We are all familiar with “fireflies” or “lightning bugs”—another amazing phenomena of nature.  Lightning bugs are beetles (like the ladybug).  Neither are bugs. Lightning bugs live for only a couple of weeks as adults (about a year from egg to adult).  The flashes we see in our backyards when darkness comes is the language of love. The male of the species is looking for females.  “They flash a specific pattern while they fly, hoping for a female reply.  If a female waiting in the grass likes what she sees, she responds back with a flash of her own.  They will engage in this twinkling love-making until the male locates the female and they mate.”  Isn’t that romantic?   Isn’t it really incredible?


Perhaps you’ve noticed that there aren’t as many lightning bugs “lighting up” your backyard in recent years.  That’s because of “light pollution” which prevents the lightning bugs from seeing each other’s flashes, creating havoc in their love life.  Turn off those outdoor lights!  Like bees, the lightning bugs are also threatened by habitat loss, pesticide use and climate change. 


Everybody is talking about the cicadas this year.  The cicada is another of nature’s wonders.  They live underground for years and only come above-ground in adult form to reproduce (to love).  Some species live underground for 17 or more years.  When they do “come out” into the light it is for one purpose—and once that purpose is fulfilled—they die (usually within a month).  What kind of life is that?  Living in the darkness all those years and only experiencing the “light of day” for a few weeks doesn’t have much appeal to me.  Like the lightning bug, the cicada (only the male) sings a love song and longs for a response before his day is done.

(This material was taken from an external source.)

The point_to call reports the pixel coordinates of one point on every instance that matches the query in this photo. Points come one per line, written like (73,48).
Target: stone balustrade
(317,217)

Now what am I trying to say?  I’m trying to say that all the remaining days of this year 2021 will be shorter than yesterday.  Every new day from here on out, will be shorter than the day before.  So we must sing our love song while it is day, lighting-up our own lives and the lives of others.  “What the world needs now” is for us to become what we (like the lightning bug and the cicada) are called to be—instruments of love—while it is day.





Sunday, June 20, 2021

Father's Day 2021

 My mind meanders through the yesterdays I’ve lived with so many who are no longer with me today.  I miss them. Some were “Father figures” for me. Some were “Mother figures” to me.  Each of them played an important role in my journey.  Each of them shaped my life.  Just a few days ago, listening to music, I heard Slim Whitman singing “Where Has Yesterday Gone?” The words of that song continue to sing in me.  The question “Where has yesterday gone” seems to have stuck in my mind.

I’m grateful for the yesterdays when I had my father and mother around.  I still wonder how and where they obtained the wisdom and the understanding they demonstrated as they raised me and my six siblings.  They really were extraordinary.  


I’m also grateful for the yesterdays when other men and women were there for me—my extended family—my surrogate mothers and fathers.  There are so many.  Bea Smith (a Sunday school teacher), Ken and Bonnie Mart (my boyhood pastor and his wife), Willie (who ran the garage next door), Julie (Willie’s sidekick and brother-in-law), Freda Roveda (who operated the tavern down the road), teachers and professors who took an interest in me, George, a parishioner (known as Pert to some), spiritual directors like Gordon, Mur, and Elton, who guided me through turbulent spiritual storms.  They were “Star Persons” who, like the light of Bethlehem’s star, led me and guided me along the roads of those yesterdays. Isn’t that what a father, a mother, is supposed to be and do—love us, lead us, and guide us along the path of life?


George, who was a “father” to me in so many ways through almost 40 years, wrote at the time of my father’s death:  “I think of my father everyday and sometimes many times during that day.  He will have been dead 58 years tomorrow.  He was 80 years old plus exactly six months….”


When Father took me by the hand,

Somehow the world seemed small,

The steeple’s point, the towering oak

Seemed only half so tall.


When Father took me by the hand,

Bright rainbows scanned the sky,

And hope and confidence were mine

When he was standing by.


When Father took me by the hand,

I had no thought of fear,

And even now, when trials come,

I feel his presence near.


Thank God, the Father of us all, who through those “many fathers” (and mothers)  of yesterday, took me by the hand.